GÜNLERDİR düşünüyorum, şu "Apronda deve kesme olayı neyin nesidir?" diye.
Vallahi de billahi de bir izah tarzı geliştirebilmiş değilim.
"Yok mudur bana yol gösterecek bir akil adam?" diye çaresizlik içinde etrafa bakarken...
Taha Akyol’un dünkü yazısı imdadıma yetişir gibi oldu.
Olaya sosyolojik açıdan yaklaşan Taha Bey, "Adam okumuş, uçak mühendisi olmuş, müdür olmuş ama kültürel gecikme nedeniyle köylülüğü aşamamış. Apronda deve kesmeye kalkışması bu yüzden" diyor.

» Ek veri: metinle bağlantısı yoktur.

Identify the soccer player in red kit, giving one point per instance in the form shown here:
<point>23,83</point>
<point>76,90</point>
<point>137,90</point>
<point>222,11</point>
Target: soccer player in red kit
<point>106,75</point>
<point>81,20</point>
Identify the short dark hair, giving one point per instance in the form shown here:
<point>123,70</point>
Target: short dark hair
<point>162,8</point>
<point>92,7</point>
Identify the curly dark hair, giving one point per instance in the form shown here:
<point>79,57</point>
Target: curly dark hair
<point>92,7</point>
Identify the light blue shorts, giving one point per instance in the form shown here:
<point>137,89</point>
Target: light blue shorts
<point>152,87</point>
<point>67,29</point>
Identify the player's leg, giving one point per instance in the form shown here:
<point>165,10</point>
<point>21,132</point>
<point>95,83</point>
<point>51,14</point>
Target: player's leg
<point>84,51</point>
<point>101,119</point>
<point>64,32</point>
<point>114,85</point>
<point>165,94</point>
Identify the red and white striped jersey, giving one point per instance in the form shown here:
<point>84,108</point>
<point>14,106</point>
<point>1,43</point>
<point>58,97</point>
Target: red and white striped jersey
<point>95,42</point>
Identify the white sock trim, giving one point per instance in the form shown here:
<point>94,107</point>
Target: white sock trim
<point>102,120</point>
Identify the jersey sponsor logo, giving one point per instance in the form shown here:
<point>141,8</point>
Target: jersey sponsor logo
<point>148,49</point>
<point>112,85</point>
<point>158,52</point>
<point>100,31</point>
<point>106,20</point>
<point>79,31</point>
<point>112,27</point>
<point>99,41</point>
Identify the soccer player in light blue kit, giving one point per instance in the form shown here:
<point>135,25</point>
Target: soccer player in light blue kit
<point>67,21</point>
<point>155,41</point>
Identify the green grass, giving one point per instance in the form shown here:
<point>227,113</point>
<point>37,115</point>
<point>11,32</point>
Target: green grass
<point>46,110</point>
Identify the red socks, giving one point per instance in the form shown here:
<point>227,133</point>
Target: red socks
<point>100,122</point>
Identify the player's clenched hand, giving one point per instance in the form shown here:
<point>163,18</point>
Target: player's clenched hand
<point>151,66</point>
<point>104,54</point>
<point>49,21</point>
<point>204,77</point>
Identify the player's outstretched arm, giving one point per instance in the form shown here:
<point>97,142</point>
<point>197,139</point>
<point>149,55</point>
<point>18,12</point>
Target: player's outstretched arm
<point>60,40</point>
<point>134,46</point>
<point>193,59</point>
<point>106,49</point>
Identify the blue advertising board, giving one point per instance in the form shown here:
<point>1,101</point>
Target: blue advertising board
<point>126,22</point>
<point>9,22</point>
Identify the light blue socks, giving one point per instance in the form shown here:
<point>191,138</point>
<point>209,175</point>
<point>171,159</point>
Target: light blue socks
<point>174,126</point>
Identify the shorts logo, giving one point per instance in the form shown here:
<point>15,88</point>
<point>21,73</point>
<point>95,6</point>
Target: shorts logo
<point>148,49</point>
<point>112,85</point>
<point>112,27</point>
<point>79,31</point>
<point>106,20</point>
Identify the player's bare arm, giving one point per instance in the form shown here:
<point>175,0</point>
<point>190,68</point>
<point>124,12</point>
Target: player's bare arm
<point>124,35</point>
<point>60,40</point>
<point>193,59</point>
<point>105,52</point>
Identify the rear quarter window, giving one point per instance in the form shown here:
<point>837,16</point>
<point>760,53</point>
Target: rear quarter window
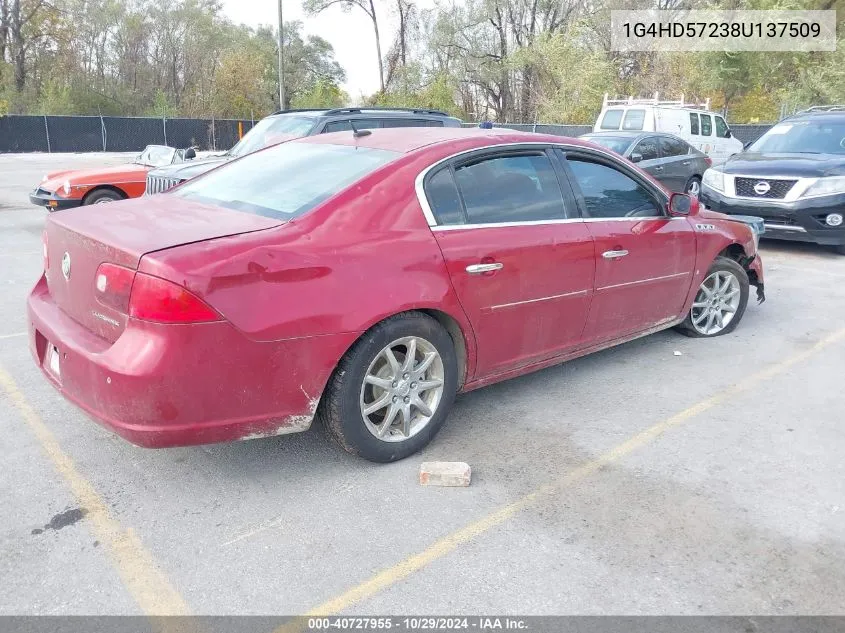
<point>285,180</point>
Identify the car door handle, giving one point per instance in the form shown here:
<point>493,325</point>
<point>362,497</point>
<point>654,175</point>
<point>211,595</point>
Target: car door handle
<point>477,269</point>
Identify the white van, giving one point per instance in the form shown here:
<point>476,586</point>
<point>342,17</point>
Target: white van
<point>704,130</point>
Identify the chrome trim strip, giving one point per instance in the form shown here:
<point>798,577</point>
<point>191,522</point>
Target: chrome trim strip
<point>495,225</point>
<point>644,281</point>
<point>577,293</point>
<point>429,214</point>
<point>784,227</point>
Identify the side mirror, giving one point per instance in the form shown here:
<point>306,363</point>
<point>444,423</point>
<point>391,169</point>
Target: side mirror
<point>680,204</point>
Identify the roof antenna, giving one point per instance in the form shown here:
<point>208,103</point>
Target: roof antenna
<point>356,132</point>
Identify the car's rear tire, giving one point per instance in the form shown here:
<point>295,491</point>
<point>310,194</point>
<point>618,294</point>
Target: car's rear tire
<point>100,196</point>
<point>693,187</point>
<point>720,301</point>
<point>381,404</point>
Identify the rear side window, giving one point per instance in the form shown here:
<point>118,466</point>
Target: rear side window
<point>286,180</point>
<point>694,123</point>
<point>510,189</point>
<point>673,146</point>
<point>721,128</point>
<point>443,197</point>
<point>608,193</point>
<point>648,148</point>
<point>611,120</point>
<point>634,120</point>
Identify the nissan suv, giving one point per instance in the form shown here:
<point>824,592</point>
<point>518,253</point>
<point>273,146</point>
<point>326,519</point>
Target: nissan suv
<point>793,177</point>
<point>286,125</point>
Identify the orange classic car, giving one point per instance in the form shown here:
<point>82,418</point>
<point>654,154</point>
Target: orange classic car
<point>67,189</point>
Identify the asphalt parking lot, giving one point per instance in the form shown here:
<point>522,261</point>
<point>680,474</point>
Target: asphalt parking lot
<point>633,481</point>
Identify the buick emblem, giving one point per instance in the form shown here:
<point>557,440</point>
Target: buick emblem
<point>66,266</point>
<point>762,188</point>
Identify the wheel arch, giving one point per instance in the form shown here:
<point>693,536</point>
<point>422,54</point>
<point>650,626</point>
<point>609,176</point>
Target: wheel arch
<point>97,188</point>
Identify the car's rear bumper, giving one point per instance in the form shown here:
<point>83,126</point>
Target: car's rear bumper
<point>163,385</point>
<point>51,201</point>
<point>800,221</point>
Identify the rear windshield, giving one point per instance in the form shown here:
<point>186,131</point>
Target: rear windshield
<point>287,180</point>
<point>611,120</point>
<point>616,144</point>
<point>634,120</point>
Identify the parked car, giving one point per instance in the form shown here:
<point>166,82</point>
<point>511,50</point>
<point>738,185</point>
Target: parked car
<point>367,278</point>
<point>793,177</point>
<point>68,189</point>
<point>673,161</point>
<point>290,124</point>
<point>706,131</point>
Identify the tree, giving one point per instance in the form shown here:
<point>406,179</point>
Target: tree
<point>313,7</point>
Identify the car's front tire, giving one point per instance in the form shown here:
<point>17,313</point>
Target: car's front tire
<point>392,391</point>
<point>101,196</point>
<point>720,301</point>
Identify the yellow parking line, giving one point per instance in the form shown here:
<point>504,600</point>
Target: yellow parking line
<point>140,574</point>
<point>449,543</point>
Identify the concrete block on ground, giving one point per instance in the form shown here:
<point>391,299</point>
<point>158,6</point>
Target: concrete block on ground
<point>445,474</point>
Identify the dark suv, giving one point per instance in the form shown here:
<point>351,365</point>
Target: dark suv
<point>793,177</point>
<point>290,124</point>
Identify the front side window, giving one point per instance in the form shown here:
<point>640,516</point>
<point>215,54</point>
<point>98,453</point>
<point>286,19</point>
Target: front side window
<point>647,148</point>
<point>694,123</point>
<point>286,180</point>
<point>673,146</point>
<point>520,188</point>
<point>270,131</point>
<point>608,193</point>
<point>634,120</point>
<point>611,120</point>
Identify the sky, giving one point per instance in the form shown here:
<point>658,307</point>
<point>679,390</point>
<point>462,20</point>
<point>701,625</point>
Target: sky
<point>351,34</point>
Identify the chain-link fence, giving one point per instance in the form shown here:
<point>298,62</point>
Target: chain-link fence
<point>22,133</point>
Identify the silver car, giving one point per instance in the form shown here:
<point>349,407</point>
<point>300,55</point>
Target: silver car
<point>671,160</point>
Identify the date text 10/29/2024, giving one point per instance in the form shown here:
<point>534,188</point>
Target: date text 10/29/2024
<point>418,623</point>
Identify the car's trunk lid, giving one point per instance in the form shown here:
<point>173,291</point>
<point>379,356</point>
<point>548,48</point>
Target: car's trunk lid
<point>78,241</point>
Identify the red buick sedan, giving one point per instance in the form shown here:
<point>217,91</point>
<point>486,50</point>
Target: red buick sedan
<point>366,279</point>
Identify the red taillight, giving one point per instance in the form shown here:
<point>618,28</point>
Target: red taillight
<point>113,286</point>
<point>162,301</point>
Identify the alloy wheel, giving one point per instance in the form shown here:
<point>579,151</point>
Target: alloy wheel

Bu izahtan etkilendim, hatta bir ölçüde ikna bile oldum.
Ve fakat...
Aradan biraz vakit geçince şu soruların beynimi kemirdiğini fark ettim:
Bir insan, ister taşralı olsun, ister köylü geçmişinden kurtulamasın, ister kültürel gecikme sorunu yaşasın...
En azından "asgari bir sağduyu"ya sahip olmaz mı?

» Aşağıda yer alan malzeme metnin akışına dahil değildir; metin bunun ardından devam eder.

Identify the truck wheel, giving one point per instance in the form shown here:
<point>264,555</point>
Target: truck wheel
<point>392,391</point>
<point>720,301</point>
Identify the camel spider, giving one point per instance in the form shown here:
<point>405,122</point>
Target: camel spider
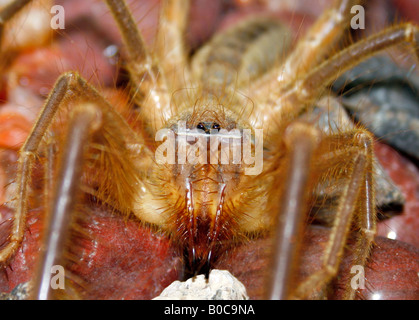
<point>208,207</point>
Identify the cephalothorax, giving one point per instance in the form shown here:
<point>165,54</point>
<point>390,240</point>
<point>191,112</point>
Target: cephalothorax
<point>207,206</point>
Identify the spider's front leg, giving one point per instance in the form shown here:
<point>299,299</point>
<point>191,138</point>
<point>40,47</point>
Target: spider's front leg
<point>352,154</point>
<point>344,157</point>
<point>154,75</point>
<point>113,150</point>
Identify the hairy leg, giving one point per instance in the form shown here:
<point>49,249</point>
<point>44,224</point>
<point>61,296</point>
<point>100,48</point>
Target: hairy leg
<point>69,87</point>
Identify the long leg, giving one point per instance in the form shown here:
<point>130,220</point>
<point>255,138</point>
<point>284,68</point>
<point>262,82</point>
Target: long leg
<point>357,198</point>
<point>147,77</point>
<point>319,40</point>
<point>312,48</point>
<point>85,120</point>
<point>69,86</point>
<point>170,44</point>
<point>304,91</point>
<point>301,139</point>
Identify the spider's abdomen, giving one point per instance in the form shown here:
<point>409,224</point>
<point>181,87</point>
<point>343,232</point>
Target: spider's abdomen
<point>240,54</point>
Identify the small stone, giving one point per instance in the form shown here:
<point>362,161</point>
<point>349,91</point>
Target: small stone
<point>220,285</point>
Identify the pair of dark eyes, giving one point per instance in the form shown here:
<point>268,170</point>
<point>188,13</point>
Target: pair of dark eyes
<point>201,126</point>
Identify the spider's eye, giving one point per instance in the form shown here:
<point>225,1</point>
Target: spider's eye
<point>200,126</point>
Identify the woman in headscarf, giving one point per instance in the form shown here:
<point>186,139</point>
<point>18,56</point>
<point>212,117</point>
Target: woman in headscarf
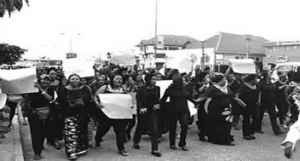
<point>268,98</point>
<point>115,87</point>
<point>281,102</point>
<point>54,83</point>
<point>250,95</point>
<point>38,118</point>
<point>179,111</point>
<point>203,118</point>
<point>219,99</point>
<point>148,113</point>
<point>76,102</point>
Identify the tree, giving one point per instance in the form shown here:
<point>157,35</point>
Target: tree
<point>11,6</point>
<point>9,54</point>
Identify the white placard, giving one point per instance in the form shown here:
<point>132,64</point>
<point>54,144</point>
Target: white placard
<point>164,84</point>
<point>117,106</point>
<point>192,109</point>
<point>243,66</point>
<point>84,68</point>
<point>18,81</point>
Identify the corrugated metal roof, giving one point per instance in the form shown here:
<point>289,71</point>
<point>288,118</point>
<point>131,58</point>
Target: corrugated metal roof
<point>170,40</point>
<point>232,44</point>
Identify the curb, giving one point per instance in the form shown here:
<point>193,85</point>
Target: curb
<point>19,155</point>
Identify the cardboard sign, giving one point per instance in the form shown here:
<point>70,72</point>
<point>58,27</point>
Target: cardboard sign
<point>164,84</point>
<point>243,66</point>
<point>19,81</point>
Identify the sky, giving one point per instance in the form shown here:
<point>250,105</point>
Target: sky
<point>100,26</point>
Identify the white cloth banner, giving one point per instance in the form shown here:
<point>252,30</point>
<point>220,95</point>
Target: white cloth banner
<point>192,109</point>
<point>125,59</point>
<point>134,102</point>
<point>243,66</point>
<point>117,106</point>
<point>3,98</point>
<point>164,84</point>
<point>18,81</point>
<point>84,68</point>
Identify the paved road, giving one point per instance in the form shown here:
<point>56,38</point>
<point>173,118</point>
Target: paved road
<point>265,148</point>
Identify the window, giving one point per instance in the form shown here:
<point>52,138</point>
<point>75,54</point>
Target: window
<point>173,48</point>
<point>285,69</point>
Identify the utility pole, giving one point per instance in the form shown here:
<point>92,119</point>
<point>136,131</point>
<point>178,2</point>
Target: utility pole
<point>155,46</point>
<point>203,57</point>
<point>248,39</point>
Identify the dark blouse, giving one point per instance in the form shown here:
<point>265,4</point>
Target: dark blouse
<point>178,99</point>
<point>38,100</point>
<point>219,103</point>
<point>280,93</point>
<point>84,93</point>
<point>148,97</point>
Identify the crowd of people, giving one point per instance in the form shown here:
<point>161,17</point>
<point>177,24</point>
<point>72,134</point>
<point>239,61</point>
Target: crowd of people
<point>67,110</point>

Apronda deve kesilemeyeceği sonucuna ulaşmak için... İlle de şehirli olmak, görgü sahibi olmak ya da incelmiş zevklere sahip olmak mı gerekir?
Bunun için "hayvansal bir içgüdü" bile yeterli değil midir?
Trafikteki köylülüğü anlıyorum.
Bir futbol zaferini havaya ateş açarak kutlama ile taşralılık arasında kurulan bağlantıyı anlıyorum.
Hatta...
Yoğurduğu çiğköftenin kıvama gelip gelmediğini Meclis’in tavanında deneyen milletvekilinin durumunu bile anlayabiliyorum.
Ancak gel gelelim "apronda deve kesme" olayını bir türlü anlayamıyorum.
Olaya dini açıdan baksam, olmuyor. Sosyolojik açıdan baksam, olmuyor. Sınıfsal açıdan baksam, olmuyor.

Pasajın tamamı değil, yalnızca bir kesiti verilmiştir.